The International Facility Management Association
(IFMA) — a membership-based professional organization for facility managers — recently held a two-part video discussion (click here
for part one and here
for part two) with Dean Stanberry, the first vice-chair of global board of directors for IFMA, where he shared his insights on how facility management can actively work to create a more sustainable, carbon-neutral future for workplaces.
Starting with several term definitions, Stanberry began by describing net-zero carbon as "achieving the balance between the amount of greenhouse emissions [produced] and the amount removed from the atmosphere." Stanberry admitted that the term net-zero can be a bit intimidating, and people tend to see it as moving from the "the current state to this net-zero state in one giant step." To make the task of reducing carbon less intimidating, Stanberry suggested the term “pathway to carbon neutrality,” depicting an ongoing journey towards net zero.
When it comes to actually finding ways to cut carbon, Stanberry noted that this is accomplished in two ways: removing greenhouse gases and reducing existing emissions. Currently, technology doesn’t exist for large-scale carbon removal, but facility managers have a range of options to reduce carbon within their day-to-day practice.

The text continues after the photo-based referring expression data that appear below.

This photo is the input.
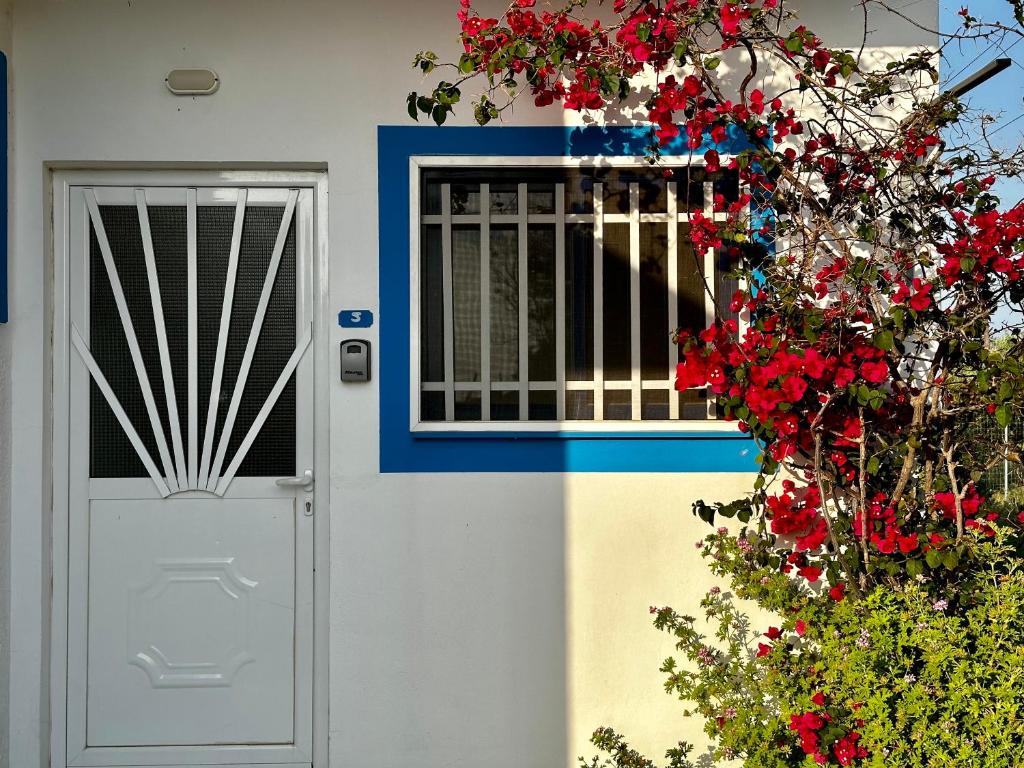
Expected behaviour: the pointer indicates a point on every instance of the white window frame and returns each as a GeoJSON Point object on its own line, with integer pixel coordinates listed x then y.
{"type": "Point", "coordinates": [636, 385]}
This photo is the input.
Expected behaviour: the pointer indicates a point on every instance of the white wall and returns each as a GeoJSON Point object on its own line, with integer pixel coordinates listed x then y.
{"type": "Point", "coordinates": [475, 620]}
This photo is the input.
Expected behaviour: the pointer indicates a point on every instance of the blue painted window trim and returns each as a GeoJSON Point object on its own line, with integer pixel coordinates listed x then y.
{"type": "Point", "coordinates": [403, 451]}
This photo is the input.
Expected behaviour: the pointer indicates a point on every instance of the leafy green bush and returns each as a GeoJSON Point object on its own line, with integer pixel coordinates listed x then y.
{"type": "Point", "coordinates": [901, 677]}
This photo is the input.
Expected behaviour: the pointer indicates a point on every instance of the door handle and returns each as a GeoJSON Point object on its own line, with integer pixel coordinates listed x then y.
{"type": "Point", "coordinates": [305, 481]}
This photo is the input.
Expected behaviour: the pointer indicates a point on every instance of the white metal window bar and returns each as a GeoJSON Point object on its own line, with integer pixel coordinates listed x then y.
{"type": "Point", "coordinates": [177, 472]}
{"type": "Point", "coordinates": [483, 220]}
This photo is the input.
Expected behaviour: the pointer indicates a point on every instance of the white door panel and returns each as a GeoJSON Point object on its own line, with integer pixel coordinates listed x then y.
{"type": "Point", "coordinates": [189, 593]}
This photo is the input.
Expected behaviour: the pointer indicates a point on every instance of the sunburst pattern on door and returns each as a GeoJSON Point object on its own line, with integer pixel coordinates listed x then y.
{"type": "Point", "coordinates": [189, 454]}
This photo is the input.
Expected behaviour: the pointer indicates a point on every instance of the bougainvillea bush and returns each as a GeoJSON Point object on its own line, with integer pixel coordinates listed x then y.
{"type": "Point", "coordinates": [875, 281]}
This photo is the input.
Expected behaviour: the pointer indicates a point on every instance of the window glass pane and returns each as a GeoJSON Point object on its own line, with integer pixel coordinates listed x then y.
{"type": "Point", "coordinates": [654, 331]}
{"type": "Point", "coordinates": [431, 305]}
{"type": "Point", "coordinates": [654, 404]}
{"type": "Point", "coordinates": [432, 407]}
{"type": "Point", "coordinates": [467, 406]}
{"type": "Point", "coordinates": [655, 356]}
{"type": "Point", "coordinates": [541, 198]}
{"type": "Point", "coordinates": [693, 404]}
{"type": "Point", "coordinates": [504, 199]}
{"type": "Point", "coordinates": [579, 193]}
{"type": "Point", "coordinates": [580, 302]}
{"type": "Point", "coordinates": [504, 303]}
{"type": "Point", "coordinates": [580, 406]}
{"type": "Point", "coordinates": [465, 199]}
{"type": "Point", "coordinates": [541, 292]}
{"type": "Point", "coordinates": [689, 188]}
{"type": "Point", "coordinates": [466, 301]}
{"type": "Point", "coordinates": [617, 404]}
{"type": "Point", "coordinates": [726, 184]}
{"type": "Point", "coordinates": [432, 198]}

For instance, FM professionals can everything from furniture, paint, concrete, and even the vehicles used to maintain a facility, Stanberry said. Working with suppliers to select eco-friendly products (which might cost the same or slightly more) and finding ways to bulk purchase supplies to minimize transportation and packaging are two ways that FM professionals can cut down on carbon.
Adjusting the operational hours for energy-heavy systems like commercial heating and cooling is one area where FM professionals can actively reduce carbon. In fact, the commercial sector accounted for 18% of the total energy consumed in the U.S. in 2021, as the U.S. Energy Information Administration reported
"Armed with basic building performance data, and occupant or production patterns, an FM can fine-tune the operational hours for heating or cooling, which reduces energy consumption, thereby reducing energy cost and reduces carbon emissions. This is a relatively low-cost option," Stanberry noted.
On top of these ways to reduce carbon, FM professionals are also responsible for arguing for upgrades and preventive maintenance projects like replacing old systems (HVAC, air filtration, etc.), even if those projects don’t generate revenue. In these cases, Stanberry suggested making an argument focusing on the risks to the business from not making the upgrade.
"What's the risk of your air handling system going down? You can't occupy a building if there's no air moving in it," Stanberry said. "Those are the real risks that you need to describe to the executives so that they get a sense of why we need to spend the money.”
While all these changes can be a lot to take in at once, Stanberry reminded facility managers that carbon neutrality is a "transition that occurs in phases." As the real-world impacts of climate crisis come into sharper focus, more workplaces will need to make that journey to carbon neutrality and start the transition from one way of working to a more eco-conscious one — but facility managers have the opportunity to lead the way.